Trump’s comments on NATO are likely to present another contentious issue for an already troubled Alliance, as consensus so far was to avoid such a scenario.
In 2018, the Trump administration repeatedly suggested that it push ahead with a bid to create a new security and political alliance with six Gulf Arab states, plus Egypt and Jordan, in part to counter Iran’s expansion in the region.
Back then, the plan to forge what officials in the White House and Middle East have called an “Arab NATO” of Sunni Muslim allies was seen as likely to raise tensions between the United States and Shi’ite Iran.
A White House spokesman later on Wednesday said Trump had spoken with NATO Secretary-General Jens Stoltenberg and “emphasized the value of NATO increasing its role in preventing conflict and preserving peace in the Middle East.”
According to a NATO read-out of the phone conversation, “they agreed that NATO could contribute more to regional stability and the fight against international terrorism” and “stay in close contact on the issue.”
NATO, together with the EU, ever since the beginning of the crisis has repeatedly called on Iran to avoid ‘further provocations’, adding that the other 28 NATO members had repeated their longstanding concerns about Iran’s destabilising activities in the Middle East.
“A new conflict would be in no one’s interest, so Iran must refrain from further violence and provocations”, Stoltenberg told reporters after a NATO emergency meeting at ambassadors’ level in Brussels on Monday (6 January), echoing previous statements by EU leaders made during the weekend.
Stoltenberg also stressed that the drone strike had been a “US decision, not a decision taken by NATO” itself, when asked about his opinion on the targeted killing of the Iranian commander.
NATO had suspended its training mission in Iraq on Saturday in fear of retaliation, after an Iraqi parliamentary resolution on Sunday had called on foreign troops to leave.
Established in Baghdad in October 2018 after three years of war against Islamic State militants, the 500 soldier-strong NATO Iraq mission is a non-combat “train-and-advise” assignment to support Iraqi security structures and institutions to fend off future insurgencies.
Trump pressures Europe on Iran deal
In his address Trump also announced Washington’s intention to impose new economic sanctions against Tehran but did not call for more military action against the Iranians.
“The United States is ready to embrace peace with all who seek it,” the US President said, but added that “Iran must abandon its nuclear ambitions and end its support for terrorism.”
“As long as I am president of the United States, Iran will never be allowed to have a nuclear weapon,” Trump said.
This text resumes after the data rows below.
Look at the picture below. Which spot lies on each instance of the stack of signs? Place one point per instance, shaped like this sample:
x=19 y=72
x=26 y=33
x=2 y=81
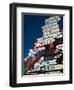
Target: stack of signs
x=47 y=53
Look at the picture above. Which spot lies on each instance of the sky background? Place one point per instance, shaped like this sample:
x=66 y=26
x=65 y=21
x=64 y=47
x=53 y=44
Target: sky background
x=32 y=30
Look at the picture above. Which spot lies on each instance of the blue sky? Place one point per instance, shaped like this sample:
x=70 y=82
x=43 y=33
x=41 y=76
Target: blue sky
x=32 y=30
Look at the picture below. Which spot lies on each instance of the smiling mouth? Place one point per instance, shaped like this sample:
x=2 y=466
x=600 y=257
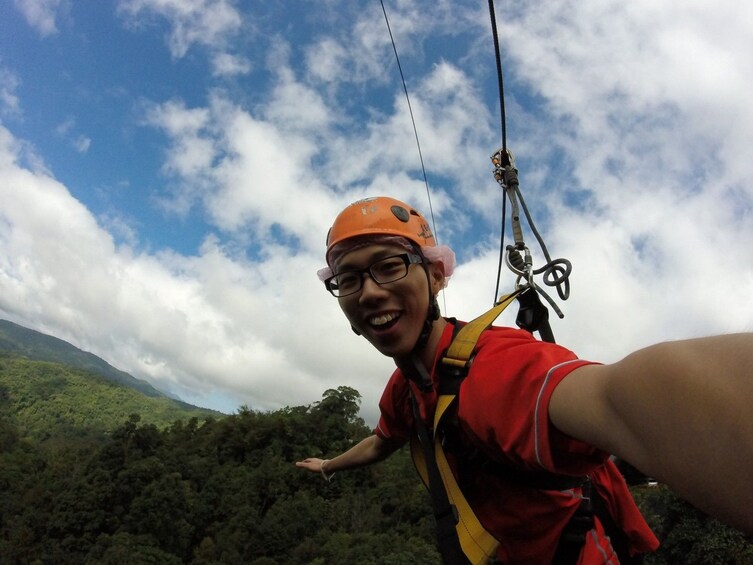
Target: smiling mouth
x=383 y=321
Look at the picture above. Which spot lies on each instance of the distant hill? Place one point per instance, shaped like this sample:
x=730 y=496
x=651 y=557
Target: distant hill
x=24 y=342
x=51 y=388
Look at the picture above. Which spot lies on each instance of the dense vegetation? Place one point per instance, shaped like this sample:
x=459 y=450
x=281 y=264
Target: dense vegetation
x=226 y=491
x=93 y=471
x=54 y=400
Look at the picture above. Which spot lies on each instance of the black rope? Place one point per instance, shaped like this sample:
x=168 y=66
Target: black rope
x=413 y=121
x=500 y=80
x=556 y=272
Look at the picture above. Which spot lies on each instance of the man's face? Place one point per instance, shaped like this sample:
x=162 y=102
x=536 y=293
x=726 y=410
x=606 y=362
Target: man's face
x=390 y=316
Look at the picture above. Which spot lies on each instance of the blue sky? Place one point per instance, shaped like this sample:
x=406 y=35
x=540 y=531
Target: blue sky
x=169 y=169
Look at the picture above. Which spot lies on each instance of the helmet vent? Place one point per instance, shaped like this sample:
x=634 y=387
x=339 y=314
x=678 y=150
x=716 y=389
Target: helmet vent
x=400 y=213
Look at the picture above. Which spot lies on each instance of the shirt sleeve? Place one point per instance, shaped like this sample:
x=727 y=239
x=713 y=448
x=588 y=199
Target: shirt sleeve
x=395 y=419
x=504 y=404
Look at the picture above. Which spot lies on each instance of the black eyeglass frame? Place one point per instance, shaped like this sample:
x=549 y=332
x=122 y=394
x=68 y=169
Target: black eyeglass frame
x=407 y=258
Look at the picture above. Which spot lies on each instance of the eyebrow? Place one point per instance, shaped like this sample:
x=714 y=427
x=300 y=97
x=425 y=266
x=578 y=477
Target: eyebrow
x=375 y=256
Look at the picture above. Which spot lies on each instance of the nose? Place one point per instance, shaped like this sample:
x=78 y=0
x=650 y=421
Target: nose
x=370 y=287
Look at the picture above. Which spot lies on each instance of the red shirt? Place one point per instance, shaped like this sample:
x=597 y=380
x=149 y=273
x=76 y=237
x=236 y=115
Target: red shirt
x=504 y=410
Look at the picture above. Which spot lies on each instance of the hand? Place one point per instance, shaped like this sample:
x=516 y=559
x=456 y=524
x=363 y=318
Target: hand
x=313 y=464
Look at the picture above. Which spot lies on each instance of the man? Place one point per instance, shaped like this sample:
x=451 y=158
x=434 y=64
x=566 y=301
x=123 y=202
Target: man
x=678 y=411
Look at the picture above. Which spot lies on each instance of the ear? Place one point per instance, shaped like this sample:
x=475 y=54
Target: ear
x=436 y=276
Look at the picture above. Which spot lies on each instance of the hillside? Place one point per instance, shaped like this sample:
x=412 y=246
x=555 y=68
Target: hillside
x=47 y=400
x=24 y=342
x=51 y=388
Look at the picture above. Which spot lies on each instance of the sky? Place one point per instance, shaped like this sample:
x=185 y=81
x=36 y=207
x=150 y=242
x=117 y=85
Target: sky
x=169 y=170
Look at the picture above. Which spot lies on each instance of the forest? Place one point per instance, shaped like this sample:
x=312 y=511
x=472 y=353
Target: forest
x=220 y=490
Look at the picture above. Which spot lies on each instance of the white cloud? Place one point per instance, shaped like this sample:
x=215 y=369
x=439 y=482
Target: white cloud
x=195 y=325
x=203 y=22
x=632 y=128
x=226 y=64
x=40 y=14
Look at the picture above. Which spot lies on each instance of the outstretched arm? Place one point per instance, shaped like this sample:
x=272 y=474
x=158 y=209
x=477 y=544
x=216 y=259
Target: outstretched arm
x=369 y=450
x=681 y=412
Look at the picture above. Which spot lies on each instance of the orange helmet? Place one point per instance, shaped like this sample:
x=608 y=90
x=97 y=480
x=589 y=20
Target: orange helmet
x=380 y=215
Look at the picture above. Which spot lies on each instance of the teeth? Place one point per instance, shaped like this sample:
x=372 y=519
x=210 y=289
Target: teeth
x=381 y=320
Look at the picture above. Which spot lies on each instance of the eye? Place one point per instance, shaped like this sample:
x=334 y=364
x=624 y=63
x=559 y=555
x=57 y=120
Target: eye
x=346 y=281
x=390 y=266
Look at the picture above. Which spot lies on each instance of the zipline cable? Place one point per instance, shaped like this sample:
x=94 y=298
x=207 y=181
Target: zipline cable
x=413 y=121
x=415 y=132
x=556 y=272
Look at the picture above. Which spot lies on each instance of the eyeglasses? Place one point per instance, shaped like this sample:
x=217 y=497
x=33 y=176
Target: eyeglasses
x=387 y=270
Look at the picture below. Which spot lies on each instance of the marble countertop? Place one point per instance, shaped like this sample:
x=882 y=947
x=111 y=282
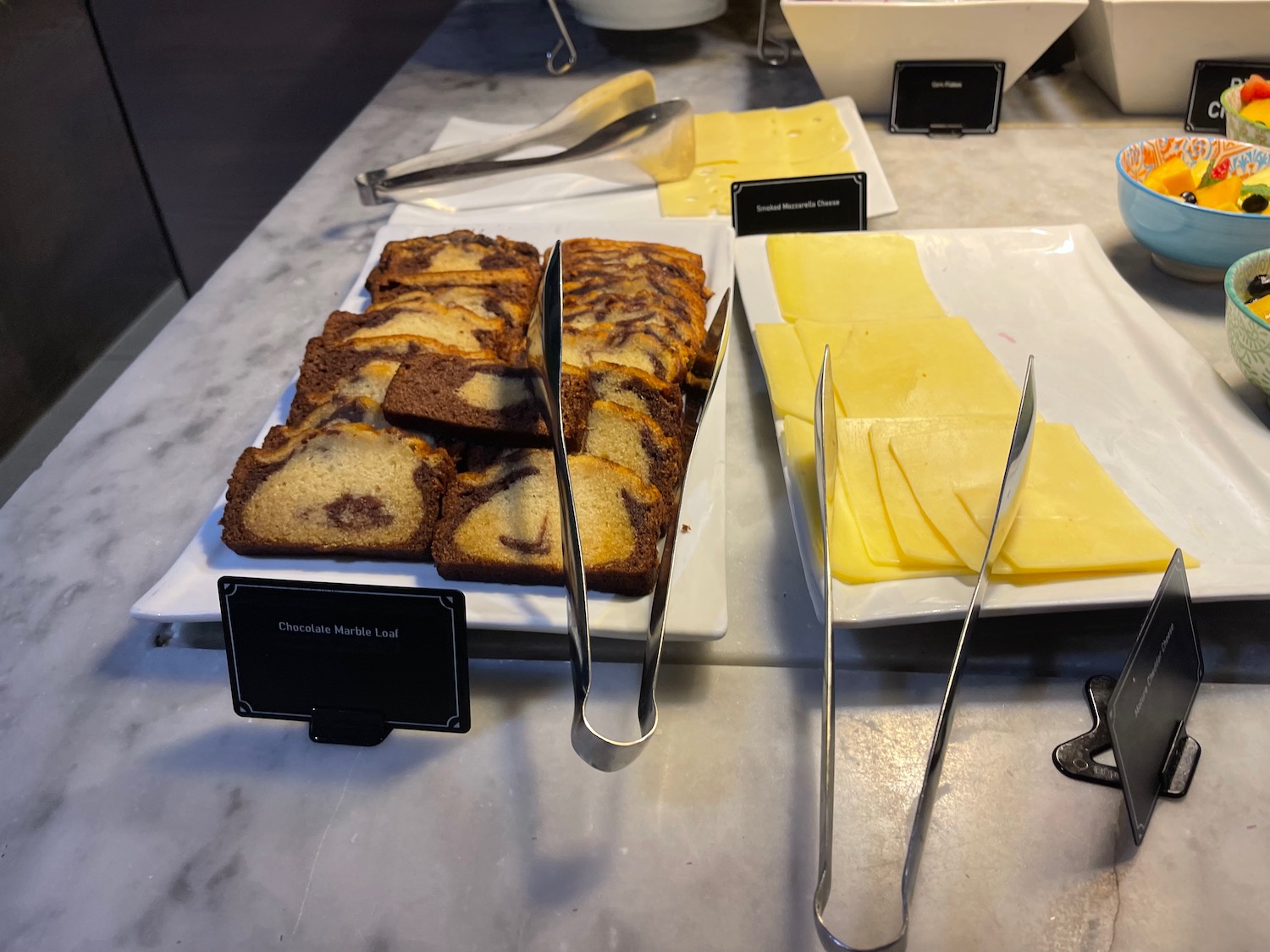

Trump also called on Europeans to “break away from the remnants of the Iran nuclear deal”, which he called a “foolish” deal, which the US decided to withdraw from in 2018.
“The time has come for the United Kingdom, Greece, France, Russia and China to recognize this reality. They must now break away from the remnants of the Iran deal,” Trump said.
Iran’s economy has been battered since May last year when Trump unilaterally withdrew the US from the 2015 nuclear deal, the Joint Comprehensive Plan of Action (JCPOA).
The plan was signed in 2015 by Iran, China, France, Germany, Russia, UK, US, Germany, and the EU, and imposed sanctions on Iran.
In response, the Instrument in Support of Trade Exchanges (INSTEX) was born as the brainchild of France, Germany and the UK in January 2019, and recently joined by further European countries.
It was created as a special purpose vehicle to help EU companies do business with Iran and facilitate non-USD transactions to avoid breaking US sanctions against the country.
European efforts, however, to ensure that Iran can keep trading in spite of the sanctions have had little impact.